By Kibisu Kabatesi
Many in NASA and Jubilee see the failure to swear in Raila Odinga on Tuesday as a final sign of capitulation by the opposition. They don’t buy the script that it was in response to pleadings from the international community, and local business and religious organisations. They think it has more to do with fear of the mayhem and collateral damage that would have ensued. They could be right; the Jubilee regime seems to have decided extermination is the name of the game.
The government violently disrupted a procession to welcome Raila from his American trip, as well as the NASA rally scheduled to coincide with President Uhuru Kenyatta’s swearing-in. The latter was particularly brutal, with police targeting NASA leaders with live bullets. Many supporters were maimed.
The death toll from the two events was more than 50, bringing the number of Kenyans killed since the flawed elections to 215. These aren’t just numbers but children, parents and siblings of Kenyans.
NASA’s retreat was a moral issue; to avoid placing Kenyans in the line of fire from a regime determined to stay put at whatever cost. NASA has merely bottled the people’s anger; it could easily boil over any time. But the charge for reforms hasn’t aborted. NASA is regrouping for the long haul. At least that’s what NASA principal Musalia Mudavadi strongly hinted at.
In a press briefing on Friday after closing an ANC retreat in Naivasha, he was pressed on what was clearly an attempt to sow dissent in NASA. A journalist sarcastically inboxed on WhatsApp, “The country knows you as a sober leader. Your star is rising and you’ve a shining future beyond Raila. Why are you insisting on dimming it with this swearing-in?” The message was ‘drop Raila in exchange for unqualified ascendancy with Jubilee support.’ A composed and restrained Mudavadi took it in his stride and shot back: “What is a rose on a heap of rotten garbage? Isn’t it better to clear the garbage and have a rose garden for everyone?”

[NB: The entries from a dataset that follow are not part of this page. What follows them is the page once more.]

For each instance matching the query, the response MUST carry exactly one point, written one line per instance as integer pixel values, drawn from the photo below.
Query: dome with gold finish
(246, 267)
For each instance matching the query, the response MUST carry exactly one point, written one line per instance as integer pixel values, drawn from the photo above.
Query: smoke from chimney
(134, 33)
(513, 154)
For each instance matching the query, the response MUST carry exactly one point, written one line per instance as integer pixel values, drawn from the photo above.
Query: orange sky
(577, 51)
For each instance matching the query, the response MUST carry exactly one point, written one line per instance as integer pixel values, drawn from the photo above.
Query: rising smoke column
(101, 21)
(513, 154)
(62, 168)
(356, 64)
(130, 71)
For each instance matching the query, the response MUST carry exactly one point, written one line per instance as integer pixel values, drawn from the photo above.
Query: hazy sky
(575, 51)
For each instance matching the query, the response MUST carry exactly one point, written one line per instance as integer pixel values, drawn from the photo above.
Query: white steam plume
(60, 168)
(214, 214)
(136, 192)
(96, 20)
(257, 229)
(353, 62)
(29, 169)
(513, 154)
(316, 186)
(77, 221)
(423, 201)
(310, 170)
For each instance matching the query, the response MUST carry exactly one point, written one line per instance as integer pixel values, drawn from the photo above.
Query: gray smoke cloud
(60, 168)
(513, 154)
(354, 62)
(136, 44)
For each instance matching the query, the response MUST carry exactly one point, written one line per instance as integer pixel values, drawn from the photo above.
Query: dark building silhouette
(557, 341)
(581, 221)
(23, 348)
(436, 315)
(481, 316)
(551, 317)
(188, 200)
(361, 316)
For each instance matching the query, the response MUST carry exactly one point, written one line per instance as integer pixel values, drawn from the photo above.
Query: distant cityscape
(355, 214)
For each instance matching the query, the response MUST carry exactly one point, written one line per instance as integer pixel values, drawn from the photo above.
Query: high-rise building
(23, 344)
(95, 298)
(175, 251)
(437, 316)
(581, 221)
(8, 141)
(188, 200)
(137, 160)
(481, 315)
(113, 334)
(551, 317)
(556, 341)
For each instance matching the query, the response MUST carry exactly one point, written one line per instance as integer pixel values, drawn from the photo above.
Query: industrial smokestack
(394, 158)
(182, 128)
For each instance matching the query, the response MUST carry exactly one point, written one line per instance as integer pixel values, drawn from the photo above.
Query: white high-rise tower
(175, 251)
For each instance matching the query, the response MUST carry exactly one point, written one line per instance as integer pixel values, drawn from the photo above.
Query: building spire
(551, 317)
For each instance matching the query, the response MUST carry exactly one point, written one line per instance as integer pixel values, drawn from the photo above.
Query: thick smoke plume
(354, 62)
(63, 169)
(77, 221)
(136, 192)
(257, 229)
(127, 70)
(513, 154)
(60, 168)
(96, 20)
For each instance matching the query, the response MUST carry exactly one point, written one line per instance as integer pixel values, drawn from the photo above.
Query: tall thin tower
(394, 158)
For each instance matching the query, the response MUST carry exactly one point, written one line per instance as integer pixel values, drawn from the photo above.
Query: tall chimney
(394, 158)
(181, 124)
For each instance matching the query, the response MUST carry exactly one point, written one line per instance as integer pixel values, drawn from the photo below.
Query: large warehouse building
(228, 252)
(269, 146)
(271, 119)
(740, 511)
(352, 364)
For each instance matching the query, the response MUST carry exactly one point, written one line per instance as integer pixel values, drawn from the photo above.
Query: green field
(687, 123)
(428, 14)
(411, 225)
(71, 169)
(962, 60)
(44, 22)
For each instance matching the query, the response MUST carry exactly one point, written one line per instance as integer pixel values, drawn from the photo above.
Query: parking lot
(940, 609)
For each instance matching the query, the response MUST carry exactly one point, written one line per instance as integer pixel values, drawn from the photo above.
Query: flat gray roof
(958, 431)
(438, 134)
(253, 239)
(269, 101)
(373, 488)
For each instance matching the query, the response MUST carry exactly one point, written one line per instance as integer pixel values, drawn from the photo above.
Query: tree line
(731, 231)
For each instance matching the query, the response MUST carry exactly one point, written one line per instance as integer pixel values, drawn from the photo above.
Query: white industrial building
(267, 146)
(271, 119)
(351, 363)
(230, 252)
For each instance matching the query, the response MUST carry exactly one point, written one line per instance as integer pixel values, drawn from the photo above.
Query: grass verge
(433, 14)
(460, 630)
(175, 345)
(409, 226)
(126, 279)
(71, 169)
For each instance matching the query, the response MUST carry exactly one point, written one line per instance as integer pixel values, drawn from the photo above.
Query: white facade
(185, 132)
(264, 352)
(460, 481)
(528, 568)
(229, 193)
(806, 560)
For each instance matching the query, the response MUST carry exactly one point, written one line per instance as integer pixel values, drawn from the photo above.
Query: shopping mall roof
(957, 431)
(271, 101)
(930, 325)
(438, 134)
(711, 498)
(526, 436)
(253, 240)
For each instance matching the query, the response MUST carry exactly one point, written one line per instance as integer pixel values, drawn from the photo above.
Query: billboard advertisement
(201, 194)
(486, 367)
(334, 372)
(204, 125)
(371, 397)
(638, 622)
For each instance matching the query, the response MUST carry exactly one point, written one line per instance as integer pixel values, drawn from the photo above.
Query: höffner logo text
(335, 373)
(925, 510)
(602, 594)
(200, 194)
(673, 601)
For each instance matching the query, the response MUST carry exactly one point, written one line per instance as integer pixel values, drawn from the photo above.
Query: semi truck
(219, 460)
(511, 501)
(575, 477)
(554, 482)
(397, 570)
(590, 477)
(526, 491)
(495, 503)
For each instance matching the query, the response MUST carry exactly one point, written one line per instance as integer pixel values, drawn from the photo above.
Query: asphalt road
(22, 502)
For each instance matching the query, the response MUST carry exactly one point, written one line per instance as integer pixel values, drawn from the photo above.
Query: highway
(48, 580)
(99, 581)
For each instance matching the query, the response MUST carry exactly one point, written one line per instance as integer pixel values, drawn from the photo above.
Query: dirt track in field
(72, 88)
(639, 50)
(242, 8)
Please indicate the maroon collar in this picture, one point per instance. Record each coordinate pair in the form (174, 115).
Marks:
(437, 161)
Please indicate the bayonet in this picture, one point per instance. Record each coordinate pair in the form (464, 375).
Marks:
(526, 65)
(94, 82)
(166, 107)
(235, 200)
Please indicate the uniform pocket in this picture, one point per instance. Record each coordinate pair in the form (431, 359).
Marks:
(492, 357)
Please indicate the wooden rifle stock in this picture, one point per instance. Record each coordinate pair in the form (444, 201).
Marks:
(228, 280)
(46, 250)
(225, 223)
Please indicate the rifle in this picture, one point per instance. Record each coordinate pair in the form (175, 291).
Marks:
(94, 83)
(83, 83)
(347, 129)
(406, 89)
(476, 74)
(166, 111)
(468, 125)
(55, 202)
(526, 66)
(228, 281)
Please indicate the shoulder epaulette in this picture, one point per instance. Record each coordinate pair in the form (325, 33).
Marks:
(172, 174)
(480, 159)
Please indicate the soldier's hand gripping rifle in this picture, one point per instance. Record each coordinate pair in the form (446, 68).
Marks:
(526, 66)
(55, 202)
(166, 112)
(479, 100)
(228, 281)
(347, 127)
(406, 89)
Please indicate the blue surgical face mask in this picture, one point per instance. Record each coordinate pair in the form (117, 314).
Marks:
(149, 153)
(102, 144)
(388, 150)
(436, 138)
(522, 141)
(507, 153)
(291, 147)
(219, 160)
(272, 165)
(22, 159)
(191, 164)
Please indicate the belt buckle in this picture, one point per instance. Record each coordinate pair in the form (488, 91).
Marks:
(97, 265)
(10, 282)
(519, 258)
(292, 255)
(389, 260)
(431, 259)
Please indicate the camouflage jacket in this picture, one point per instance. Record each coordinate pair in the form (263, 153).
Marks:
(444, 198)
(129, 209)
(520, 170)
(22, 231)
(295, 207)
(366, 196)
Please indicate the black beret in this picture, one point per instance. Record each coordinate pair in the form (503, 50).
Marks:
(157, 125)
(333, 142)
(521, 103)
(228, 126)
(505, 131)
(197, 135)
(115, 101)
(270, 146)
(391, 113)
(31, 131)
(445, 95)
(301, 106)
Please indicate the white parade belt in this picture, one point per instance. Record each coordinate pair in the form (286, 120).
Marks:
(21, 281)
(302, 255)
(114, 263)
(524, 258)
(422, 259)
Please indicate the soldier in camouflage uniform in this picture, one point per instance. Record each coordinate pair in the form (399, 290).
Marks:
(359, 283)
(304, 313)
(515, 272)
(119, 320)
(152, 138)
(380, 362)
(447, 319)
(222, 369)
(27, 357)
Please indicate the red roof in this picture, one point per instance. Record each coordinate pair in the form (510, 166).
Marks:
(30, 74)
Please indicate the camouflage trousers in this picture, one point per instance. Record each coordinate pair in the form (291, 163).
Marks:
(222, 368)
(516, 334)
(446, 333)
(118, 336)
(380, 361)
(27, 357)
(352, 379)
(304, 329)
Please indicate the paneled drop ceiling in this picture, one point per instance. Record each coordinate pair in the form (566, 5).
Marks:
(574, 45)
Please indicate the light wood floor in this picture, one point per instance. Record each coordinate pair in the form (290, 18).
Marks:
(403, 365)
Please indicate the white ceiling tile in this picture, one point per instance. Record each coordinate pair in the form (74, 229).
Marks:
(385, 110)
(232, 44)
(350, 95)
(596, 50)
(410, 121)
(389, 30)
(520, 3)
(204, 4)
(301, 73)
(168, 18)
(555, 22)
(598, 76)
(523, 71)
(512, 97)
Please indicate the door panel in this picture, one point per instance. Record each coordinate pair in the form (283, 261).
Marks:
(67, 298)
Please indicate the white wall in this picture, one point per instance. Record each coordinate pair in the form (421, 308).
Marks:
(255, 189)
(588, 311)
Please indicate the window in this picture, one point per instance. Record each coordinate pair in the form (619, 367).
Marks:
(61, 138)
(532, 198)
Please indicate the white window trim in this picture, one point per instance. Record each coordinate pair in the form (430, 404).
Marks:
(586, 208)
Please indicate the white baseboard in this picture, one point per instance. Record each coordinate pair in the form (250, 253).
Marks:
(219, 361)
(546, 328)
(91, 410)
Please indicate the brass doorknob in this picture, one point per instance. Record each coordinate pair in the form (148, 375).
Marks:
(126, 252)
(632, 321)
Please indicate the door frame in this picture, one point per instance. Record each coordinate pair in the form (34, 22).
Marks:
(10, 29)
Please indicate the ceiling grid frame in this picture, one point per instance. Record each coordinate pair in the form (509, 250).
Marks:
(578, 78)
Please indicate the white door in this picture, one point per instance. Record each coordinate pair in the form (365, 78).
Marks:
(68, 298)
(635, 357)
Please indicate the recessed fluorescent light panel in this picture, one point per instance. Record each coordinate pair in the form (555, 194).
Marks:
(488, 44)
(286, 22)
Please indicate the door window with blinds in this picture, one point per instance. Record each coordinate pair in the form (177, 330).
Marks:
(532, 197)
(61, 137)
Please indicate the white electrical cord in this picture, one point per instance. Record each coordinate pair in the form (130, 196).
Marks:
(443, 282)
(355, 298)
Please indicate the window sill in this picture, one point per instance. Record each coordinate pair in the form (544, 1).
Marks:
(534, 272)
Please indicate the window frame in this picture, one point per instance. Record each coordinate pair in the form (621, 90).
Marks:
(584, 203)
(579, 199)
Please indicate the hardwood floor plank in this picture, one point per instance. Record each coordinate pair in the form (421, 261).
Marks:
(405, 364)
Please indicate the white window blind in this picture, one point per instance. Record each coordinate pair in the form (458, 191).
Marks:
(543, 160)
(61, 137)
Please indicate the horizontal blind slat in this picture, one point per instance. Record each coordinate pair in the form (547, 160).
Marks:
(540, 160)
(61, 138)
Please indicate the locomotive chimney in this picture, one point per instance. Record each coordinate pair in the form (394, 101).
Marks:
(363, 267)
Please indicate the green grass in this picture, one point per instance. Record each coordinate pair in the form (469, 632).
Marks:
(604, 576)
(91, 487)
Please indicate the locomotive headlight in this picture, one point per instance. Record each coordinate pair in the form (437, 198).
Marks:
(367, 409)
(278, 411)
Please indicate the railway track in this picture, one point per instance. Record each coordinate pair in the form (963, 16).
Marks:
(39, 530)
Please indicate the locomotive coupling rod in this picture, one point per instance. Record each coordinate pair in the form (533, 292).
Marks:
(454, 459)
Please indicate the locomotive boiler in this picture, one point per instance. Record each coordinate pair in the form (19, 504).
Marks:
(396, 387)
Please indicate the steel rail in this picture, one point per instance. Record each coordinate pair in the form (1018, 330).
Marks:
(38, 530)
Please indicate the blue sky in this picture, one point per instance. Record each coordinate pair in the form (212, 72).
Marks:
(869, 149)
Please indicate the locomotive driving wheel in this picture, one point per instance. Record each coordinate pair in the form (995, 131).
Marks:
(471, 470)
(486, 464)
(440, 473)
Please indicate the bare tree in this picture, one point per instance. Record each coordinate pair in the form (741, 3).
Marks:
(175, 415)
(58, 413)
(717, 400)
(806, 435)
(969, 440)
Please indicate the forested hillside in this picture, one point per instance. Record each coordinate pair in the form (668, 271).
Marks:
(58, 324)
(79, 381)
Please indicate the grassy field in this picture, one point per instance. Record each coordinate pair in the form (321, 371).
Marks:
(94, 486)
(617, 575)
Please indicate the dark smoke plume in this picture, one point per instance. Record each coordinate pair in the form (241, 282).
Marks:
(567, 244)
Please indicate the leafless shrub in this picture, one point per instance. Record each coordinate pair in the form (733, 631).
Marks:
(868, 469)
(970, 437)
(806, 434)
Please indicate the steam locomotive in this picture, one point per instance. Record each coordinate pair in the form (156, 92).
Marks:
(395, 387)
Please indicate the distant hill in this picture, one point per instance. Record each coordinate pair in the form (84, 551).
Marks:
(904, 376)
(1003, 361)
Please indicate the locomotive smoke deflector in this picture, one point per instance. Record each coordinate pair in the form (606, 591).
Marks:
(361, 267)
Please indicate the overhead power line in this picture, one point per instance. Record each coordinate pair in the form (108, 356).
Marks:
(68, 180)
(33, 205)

The answer confused the journalists. Like others in Jubilee, they continue to misread NASA’s insistence on reform. The People’s Assemblies and swearing-in aren’t ends in themselves but means to an end. NASA is not seeking power for the sake of it. It is not insisting on the presidency to assuage an ego. NASA is seeking electoral justice through reforms to our electoral system to stop this ritual of electoral theft and fraud. Electoral justice will benefit all and stop the country from sliding into ethnic civil war. Many countries collapse when citizens lose confidence in elections.
If Jubilee would choose to understand NASA correctly, it should be the first in line for dialogue. The ruling ethnic duopoly needs a cushion as it risks violent disintegration before the next election. Uhuru should resist the urge to scuttle dialogue on electoral justice. He must work to save the country post his rule. It’s unbecoming for the President to offer dialogue in official speeches and withdraw it in off-the-cuff remarks. It was Uhuru who promised dialogue after elections and upon being sworn in. In his Jamhuri Day speech, the President invited all Kenyans to the table for dialogue, promising to head an inclusive government.
But in a turnaround, Uhuru mocked the idea of dialogue, saying he would not engage in electoral reform and NASA should wait to discuss it with Jubilee candidate William Ruto in 2022. This is more than hypocrisy. Uhuru has a narrow view of electoral reform to mean voting. Electoral reform is meant to mitigate perennial conflict before, during and after elections.
A broad spectrum of electoral reform will end ethnic duopolies that balkanise the country, institutionalised electoral fraud and the wave of police violence and use of excessive force. You cannot always depend on force to leverage power. Sooner, the same armed forces begin to have intercourse with ethnic cleavages and abandon command.
Uhuru should realise every Kenyan desires that their vote counts in the end, whether they produce a winner or not. It can’t be normal that at every electoral cycle, instead of working towards free, fair, and transparent elections, a whole industry has grown around working to defeat credible elections.